On March 7, 2023, Caitie Beattie successfully defended the thesis “Pathlength-dependent jet quenching in the quark–gluon plasma at ALICE” (advisor: John Harris).
Beattie explained, “My research uses heavy-ion collisions to study a phase of matter known as the quark-gluon plasma (QGP), which is the state that the universe existed in during the microseconds following the Big Bang. For my thesis, I used data from the ALICE experiment to study the interactions between the QGP and showers of high energy partons known as jets. I like this type of research because we are asking really fundamental questions about how our universe works, and in doing so, generating some of the most extreme conditions anywhere in nature.”
Thesis Abstract:
At extremely high temperatures, the quarks and gluons that compose the fundamental building blocks of our universe undergo a phase transition from stable hadronic matter to become a deconfined quark–gluon plasma (QGP). One way to study this medium is through collisions of heavy ions, where extraordinarily high energy densities produce just such a deconfined state. Of particular interest are jets, collimated showers of hadrons that originate early in the collision and undergo modification as they traverse the QGP, thus probing the medium’s properties and enabling the study of quantum chromodynamics at multiple scales.

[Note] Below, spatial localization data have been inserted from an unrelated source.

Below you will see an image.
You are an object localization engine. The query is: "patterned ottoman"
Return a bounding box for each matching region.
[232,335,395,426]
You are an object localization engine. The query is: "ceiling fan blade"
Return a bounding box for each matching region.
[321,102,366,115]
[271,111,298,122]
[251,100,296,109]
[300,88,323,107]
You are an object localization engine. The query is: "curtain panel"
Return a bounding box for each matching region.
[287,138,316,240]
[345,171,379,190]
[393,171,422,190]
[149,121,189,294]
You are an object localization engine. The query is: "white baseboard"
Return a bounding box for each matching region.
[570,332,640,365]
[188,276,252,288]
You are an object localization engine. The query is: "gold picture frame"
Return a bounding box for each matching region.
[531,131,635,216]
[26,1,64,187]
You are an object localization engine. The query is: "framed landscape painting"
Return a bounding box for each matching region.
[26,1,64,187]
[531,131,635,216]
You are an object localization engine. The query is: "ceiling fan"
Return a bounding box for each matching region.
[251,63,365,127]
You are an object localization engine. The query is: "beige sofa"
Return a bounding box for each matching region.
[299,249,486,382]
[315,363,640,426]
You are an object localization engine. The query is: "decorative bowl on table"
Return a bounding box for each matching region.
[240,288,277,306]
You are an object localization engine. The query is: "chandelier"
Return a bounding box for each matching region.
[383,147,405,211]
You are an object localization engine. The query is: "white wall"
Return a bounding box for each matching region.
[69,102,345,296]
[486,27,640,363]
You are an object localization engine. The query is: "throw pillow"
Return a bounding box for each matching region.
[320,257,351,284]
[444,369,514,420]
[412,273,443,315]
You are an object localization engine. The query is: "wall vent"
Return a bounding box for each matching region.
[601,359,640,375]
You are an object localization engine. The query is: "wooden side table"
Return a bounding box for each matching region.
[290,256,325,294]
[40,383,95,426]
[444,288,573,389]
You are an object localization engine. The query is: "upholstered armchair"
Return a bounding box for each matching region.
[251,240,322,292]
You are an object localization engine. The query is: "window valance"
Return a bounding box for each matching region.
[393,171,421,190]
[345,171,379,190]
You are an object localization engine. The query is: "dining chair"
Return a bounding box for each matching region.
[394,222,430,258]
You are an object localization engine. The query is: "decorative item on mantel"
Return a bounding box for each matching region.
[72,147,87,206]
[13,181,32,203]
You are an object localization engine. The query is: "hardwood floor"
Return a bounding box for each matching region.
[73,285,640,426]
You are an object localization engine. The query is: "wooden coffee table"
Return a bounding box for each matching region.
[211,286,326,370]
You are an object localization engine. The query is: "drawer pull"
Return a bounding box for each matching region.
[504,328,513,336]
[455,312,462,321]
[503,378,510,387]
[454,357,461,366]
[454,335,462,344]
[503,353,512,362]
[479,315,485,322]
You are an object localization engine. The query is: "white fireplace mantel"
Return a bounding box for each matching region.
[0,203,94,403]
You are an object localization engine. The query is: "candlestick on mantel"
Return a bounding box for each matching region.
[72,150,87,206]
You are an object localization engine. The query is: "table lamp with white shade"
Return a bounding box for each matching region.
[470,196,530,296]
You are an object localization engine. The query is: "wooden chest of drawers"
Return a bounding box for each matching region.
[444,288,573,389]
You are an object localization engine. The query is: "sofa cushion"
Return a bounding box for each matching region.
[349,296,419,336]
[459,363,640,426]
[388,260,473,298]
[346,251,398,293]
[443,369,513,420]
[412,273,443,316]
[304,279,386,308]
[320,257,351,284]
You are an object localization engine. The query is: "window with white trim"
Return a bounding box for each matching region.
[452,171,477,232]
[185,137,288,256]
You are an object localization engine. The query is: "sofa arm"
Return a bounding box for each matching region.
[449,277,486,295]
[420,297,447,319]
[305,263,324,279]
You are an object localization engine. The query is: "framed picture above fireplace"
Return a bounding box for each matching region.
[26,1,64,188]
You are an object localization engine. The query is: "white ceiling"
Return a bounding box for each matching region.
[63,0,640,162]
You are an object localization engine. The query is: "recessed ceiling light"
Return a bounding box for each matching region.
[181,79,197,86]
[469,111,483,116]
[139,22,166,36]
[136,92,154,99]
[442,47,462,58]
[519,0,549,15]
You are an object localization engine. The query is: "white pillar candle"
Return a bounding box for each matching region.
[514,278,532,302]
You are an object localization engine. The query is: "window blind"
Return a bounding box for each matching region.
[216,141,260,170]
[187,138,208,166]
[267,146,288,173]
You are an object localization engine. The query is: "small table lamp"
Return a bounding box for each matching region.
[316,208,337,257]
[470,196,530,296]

Notably, jets lose energy as they propagate through the medium, the pathlength dependence of which remains an open question. The answer is of significant interest, however, given that quantitative constraints on this dependence are closely related to the underlying mechanisms that drive jet quenching phenomena. This thesis will discuss efforts to constrain the pathlength dependence of jet energy loss using a technique known as event-shape engineering (ESE).
For this thesis, charged jets were measured in Pb–Pb collision using the ALICE detector at the CERN Large Hadron Collider. These jets were then classified according to their angle with respect to the event plane, as well as the shape of the event that they traversed. No sensitivity of the jet spectra to the event shape was observed; however, the yields were seen to be dependent on the event-plane angle. Moreover, this dependence was stronger for highly-elliptical events and weaker for highly-isotropic events. Such results are consistent with descriptions of pathlength distributions that were studied in Trajectum and the assumption that jets lose energy in a pathlength-dependent manner. Further theoretical models are required to extract quantitative constraints from this study.